5

I am trying to figure out the amount of work done when I walk X miles or for X minutes. So I got Work=Force x Distance and Force=Mass x Acceleration and Acceleration=(change in velocity)/time. I am stuck at the acceleration part. As far as I am concerned my velocity is constant, so Acceleration=0 therefore Force and Work are 0. This doesn't seem right. What am I missing here?

Qmechanic
  • 201,751
Dan
  • 183
  • 1
  • 6
  • 3
    It's because you have oversimplified the problem. In your explanation are effectively talking about a blob sliding on a flat, frictionless surface at constant velocity. The problem is far more complicated. – Will Jun 06 '13 at 16:24
  • 1
    Ok I got you. This is still oversimplified, but does it even make sense. Let Acceleration = (avg. velocity) / (1 sec). The thought behind this is every time you take a step your almost starting from a stop since your momentum is minimal. So each step you accelerate to your average velocity and a step takes about a second. – Dan Jun 06 '13 at 16:36
  • 2
    Think for example about lifting your leg, does this require work? Dan08, what do you think? – Will Jun 06 '13 at 16:39
  • 2
    You confusion stems from two thing (1) the distinction between "physics work" and the colloquial "man, this is hard" meaning and (2) while the net force is zero your muscles must constantly provide a force to counter losses to friction in various guises. – dmckee --- ex-moderator kitten Jun 06 '13 at 20:36
  • 2
    This "The thought behind this is every time you take a step your almost starting from a stop since your momentum is minimal." is not a good reflection of human locomotion which makes good use of momentum carried from step to step. – dmckee --- ex-moderator kitten Jun 06 '13 at 20:38
  • It's usually best to think of work as being defined as the mechanical transfer of energy. By this definition, it should be clear that your foot's force on the pavement isn't doing work (the pavement doesn't gain or lose energy), but internal forces in your body are doing work (e.g., your leg gains and loses energy throughout your stride cycle). –  Jun 06 '13 at 21:53
  • 1
    @BenCrowell, sorry to be picky but the wear and tear on old steps show at least a little work is being done. – Nic Jun 07 '13 at 16:16

2 Answers2

6

When it comes to modeling the human body and its movements it becomes a lot more complex, because you actually have to model the different components of your body and how they attribute to the system. Plus you are not traveling at a perfectly constant velocity when walking at a steady pace.
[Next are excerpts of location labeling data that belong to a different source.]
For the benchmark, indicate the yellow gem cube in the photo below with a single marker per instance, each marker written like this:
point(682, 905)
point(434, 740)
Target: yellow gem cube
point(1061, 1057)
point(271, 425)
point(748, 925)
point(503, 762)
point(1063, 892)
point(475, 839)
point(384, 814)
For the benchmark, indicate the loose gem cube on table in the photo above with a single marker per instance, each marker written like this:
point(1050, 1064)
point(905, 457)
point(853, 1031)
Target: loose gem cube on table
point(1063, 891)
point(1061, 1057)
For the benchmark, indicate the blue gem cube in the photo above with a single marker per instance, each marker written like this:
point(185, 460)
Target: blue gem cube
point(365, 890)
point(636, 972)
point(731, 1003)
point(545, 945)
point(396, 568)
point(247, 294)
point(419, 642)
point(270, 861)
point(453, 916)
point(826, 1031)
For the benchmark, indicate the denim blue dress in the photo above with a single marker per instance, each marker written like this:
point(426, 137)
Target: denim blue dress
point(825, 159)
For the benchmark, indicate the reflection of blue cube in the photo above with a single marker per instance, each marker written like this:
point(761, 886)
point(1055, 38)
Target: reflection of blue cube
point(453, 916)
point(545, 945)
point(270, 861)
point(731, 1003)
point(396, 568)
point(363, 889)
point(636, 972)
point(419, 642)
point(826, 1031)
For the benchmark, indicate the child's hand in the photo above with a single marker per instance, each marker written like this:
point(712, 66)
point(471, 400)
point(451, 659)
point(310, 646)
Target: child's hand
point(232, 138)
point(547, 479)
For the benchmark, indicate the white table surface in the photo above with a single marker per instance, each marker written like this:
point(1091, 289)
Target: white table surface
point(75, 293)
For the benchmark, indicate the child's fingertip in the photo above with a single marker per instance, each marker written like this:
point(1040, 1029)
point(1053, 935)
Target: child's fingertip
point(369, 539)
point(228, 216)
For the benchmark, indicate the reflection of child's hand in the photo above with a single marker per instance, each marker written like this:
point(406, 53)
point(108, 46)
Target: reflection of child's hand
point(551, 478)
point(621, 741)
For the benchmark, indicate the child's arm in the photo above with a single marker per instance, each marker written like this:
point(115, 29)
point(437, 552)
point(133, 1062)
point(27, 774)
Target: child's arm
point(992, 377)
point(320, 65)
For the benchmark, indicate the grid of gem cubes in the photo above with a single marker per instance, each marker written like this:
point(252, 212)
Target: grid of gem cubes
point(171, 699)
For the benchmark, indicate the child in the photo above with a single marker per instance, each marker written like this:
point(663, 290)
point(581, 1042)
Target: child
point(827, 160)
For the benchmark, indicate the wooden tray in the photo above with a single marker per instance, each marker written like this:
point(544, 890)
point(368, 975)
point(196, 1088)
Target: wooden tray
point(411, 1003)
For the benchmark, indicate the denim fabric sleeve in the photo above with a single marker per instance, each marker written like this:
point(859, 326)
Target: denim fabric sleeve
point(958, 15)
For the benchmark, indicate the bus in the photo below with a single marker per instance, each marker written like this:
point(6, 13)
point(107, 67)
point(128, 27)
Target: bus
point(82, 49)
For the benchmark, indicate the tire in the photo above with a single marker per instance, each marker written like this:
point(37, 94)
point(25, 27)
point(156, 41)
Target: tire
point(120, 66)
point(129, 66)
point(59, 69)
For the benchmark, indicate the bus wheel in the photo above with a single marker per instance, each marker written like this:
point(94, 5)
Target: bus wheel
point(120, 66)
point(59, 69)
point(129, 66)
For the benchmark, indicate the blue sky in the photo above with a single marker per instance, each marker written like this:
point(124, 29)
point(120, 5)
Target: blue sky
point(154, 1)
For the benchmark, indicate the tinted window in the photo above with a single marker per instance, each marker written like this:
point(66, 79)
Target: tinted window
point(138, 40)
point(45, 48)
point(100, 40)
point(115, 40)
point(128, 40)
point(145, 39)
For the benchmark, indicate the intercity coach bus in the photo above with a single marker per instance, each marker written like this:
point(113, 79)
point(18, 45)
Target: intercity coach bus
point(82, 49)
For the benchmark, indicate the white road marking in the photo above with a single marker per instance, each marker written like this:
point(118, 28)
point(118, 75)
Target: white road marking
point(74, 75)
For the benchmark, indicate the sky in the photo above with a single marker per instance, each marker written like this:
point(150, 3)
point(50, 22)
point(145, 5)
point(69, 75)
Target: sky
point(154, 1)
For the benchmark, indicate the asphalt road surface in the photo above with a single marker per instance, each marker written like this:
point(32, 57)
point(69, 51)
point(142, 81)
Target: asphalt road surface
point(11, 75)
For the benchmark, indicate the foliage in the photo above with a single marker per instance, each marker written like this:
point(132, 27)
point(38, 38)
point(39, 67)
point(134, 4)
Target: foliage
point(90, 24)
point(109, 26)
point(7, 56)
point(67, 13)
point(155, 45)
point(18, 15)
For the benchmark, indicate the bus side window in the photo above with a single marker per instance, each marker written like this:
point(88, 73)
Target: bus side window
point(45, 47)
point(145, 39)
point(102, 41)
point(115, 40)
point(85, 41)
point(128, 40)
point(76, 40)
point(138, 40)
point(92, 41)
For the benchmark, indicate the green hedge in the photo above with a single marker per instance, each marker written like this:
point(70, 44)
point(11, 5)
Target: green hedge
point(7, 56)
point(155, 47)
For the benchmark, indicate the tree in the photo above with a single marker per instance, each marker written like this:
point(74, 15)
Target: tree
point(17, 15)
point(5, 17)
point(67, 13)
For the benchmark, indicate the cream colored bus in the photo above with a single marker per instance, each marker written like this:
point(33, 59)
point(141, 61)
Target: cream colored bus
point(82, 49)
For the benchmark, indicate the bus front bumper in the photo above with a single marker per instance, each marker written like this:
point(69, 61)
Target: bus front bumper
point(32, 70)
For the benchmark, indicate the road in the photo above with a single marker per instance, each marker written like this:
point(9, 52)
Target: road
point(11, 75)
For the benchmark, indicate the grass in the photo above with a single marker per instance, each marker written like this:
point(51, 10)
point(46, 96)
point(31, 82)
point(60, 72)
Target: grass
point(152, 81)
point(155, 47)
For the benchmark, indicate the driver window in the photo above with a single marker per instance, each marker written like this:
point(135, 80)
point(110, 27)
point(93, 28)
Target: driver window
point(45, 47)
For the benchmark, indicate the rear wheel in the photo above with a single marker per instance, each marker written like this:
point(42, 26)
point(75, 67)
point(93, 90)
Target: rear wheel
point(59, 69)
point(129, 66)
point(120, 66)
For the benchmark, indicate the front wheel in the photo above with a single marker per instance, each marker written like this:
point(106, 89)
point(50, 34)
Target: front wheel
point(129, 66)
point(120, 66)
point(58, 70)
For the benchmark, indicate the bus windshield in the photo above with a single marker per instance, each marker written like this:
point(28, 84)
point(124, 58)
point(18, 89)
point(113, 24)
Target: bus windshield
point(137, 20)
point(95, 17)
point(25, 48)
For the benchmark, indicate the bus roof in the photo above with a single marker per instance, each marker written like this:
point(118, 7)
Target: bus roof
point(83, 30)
If you were to model the work done by the human body while walking, you obviously will consider more of the lower body. I would personally neglect what the upper body does, even though your back muscles help move the legs and arms help stability and the respiratory system. However you want to know the quantity of work done by your legs, essentially.
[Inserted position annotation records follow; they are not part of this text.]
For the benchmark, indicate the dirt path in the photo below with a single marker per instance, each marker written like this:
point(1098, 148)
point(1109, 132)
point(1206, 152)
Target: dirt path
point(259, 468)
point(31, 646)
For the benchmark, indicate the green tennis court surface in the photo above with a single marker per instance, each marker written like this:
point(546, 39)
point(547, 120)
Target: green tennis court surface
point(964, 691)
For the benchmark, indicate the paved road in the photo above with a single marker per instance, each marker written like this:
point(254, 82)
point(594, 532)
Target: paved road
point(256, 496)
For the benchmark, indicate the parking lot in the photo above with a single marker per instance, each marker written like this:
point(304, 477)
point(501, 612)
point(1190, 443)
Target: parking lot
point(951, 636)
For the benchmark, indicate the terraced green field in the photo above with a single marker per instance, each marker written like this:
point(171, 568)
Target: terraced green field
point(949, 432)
Essentially (and crudely) it would be modeled by a set of joints that represent your legs and a block of mass M (your weight in total), and there it just a series of statics problems where you may model the movement of S number of steps and you can quantify the work done by your legs per step, and don't forget friction.

signus
  • 582
-1

When we walk 3 forces act on us normal, gravitational and friction. For normal and gravitation force perpendicular to total displacement so by dot product rule work done is 0.and for static friction 0 displacement, when we displace we don't contact with ground so friction don't do any work.so over all work done in walking is 0.

Hpb
  • 1